ZHANG, Manjiang, USDA, Forest Service, Region 5, 602 South Tippecanoe Ave, San Bernardino, CA 92408, SCHWARTZ, Jonathan, USDA, Forest Service, Region 5, Santa Clarita, CA 91355 and KOLER, Thomas E., Geology, US Forest Service El Dorado National Forest, 100 Forni Road, Placerville, CA 95667, mzhang@fs.fed.us

The study area is located in San Francisquito Canyon, Southern California, and includes an active landslide complex adjacent to a U.S. Forest Service fire station, which is about one mile downstream from the former site of St. Francis Dam that had tragically failed in 1928. The hill slopes along the canyon are inherently unstable, and there are numerous paleolandslides developed in the Pelona Schist. The Pelona Schist is the bedrock in this area with bedding planes dipping 35 to 45 degrees out of the slope face. Overlying the bedrock are layers of colluvial and residual deposits of 10- to 15-ft in thicknesses, which are prone to move along the contact surface with the bedrock. During the winter of 2004-2005, the wettest winter on record, rain storms triggered numerous landslides in the area, including the landslide complex on the mid-slope above the fire station. The complex has several nested slumps with main scarps coalescing for about 1000-ft in total length.

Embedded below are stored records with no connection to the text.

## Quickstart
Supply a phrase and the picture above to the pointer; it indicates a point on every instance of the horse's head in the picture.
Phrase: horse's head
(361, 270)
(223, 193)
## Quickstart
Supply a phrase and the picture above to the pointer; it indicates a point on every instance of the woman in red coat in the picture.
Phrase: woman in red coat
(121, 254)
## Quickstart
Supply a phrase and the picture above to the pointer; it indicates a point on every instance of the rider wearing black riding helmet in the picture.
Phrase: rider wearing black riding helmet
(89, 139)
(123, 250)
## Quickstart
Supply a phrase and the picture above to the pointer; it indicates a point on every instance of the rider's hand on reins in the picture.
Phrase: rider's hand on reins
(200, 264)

The active landslides, which place the fire station at risk, are sensitive to failure in response to heavy rainfall. This study’s goal was to find a threshold level that could be used to predict when the hillslope will fail again. A deterministic analysis using a limit equilibrium method with the infinite slope equation was performed with a USFS computer model, DLISA to back analyze the amount of groundwater levels needed to replicate the 2005 failure event.

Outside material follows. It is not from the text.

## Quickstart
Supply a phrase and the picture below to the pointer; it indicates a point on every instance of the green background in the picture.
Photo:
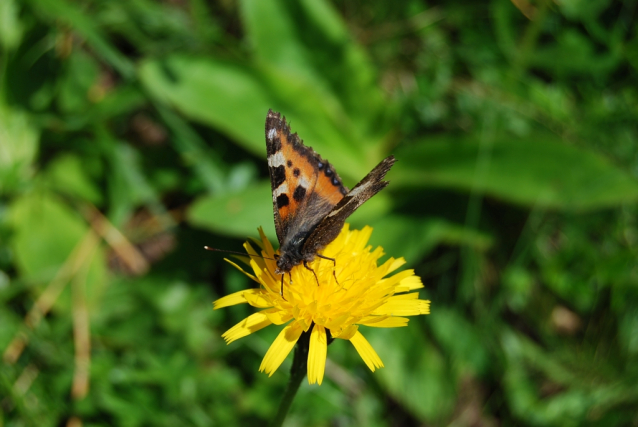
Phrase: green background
(132, 134)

Based on this analysis, the estimated the amount of water that is needed to reactivate the landslide movement is 2.6 inches of water to be percolated into the soil above the slip surface. Considering the steep slope and lack of vegetation, resulting in low percolation rate of rain water into subsurface; the predicted threshold is 13-inches of continuous rainfall, if the soil has not been wetted previously. The threshold also helps to explain why no measurable slope movement has occurred since 2005. Our advice is to watch the local weather forecasting closely, and be aware of the pending rainfall levels that may reactivate the landslides. This study did not consider the effect of a possible earthquake that could trigger and/or intensify the slope failure.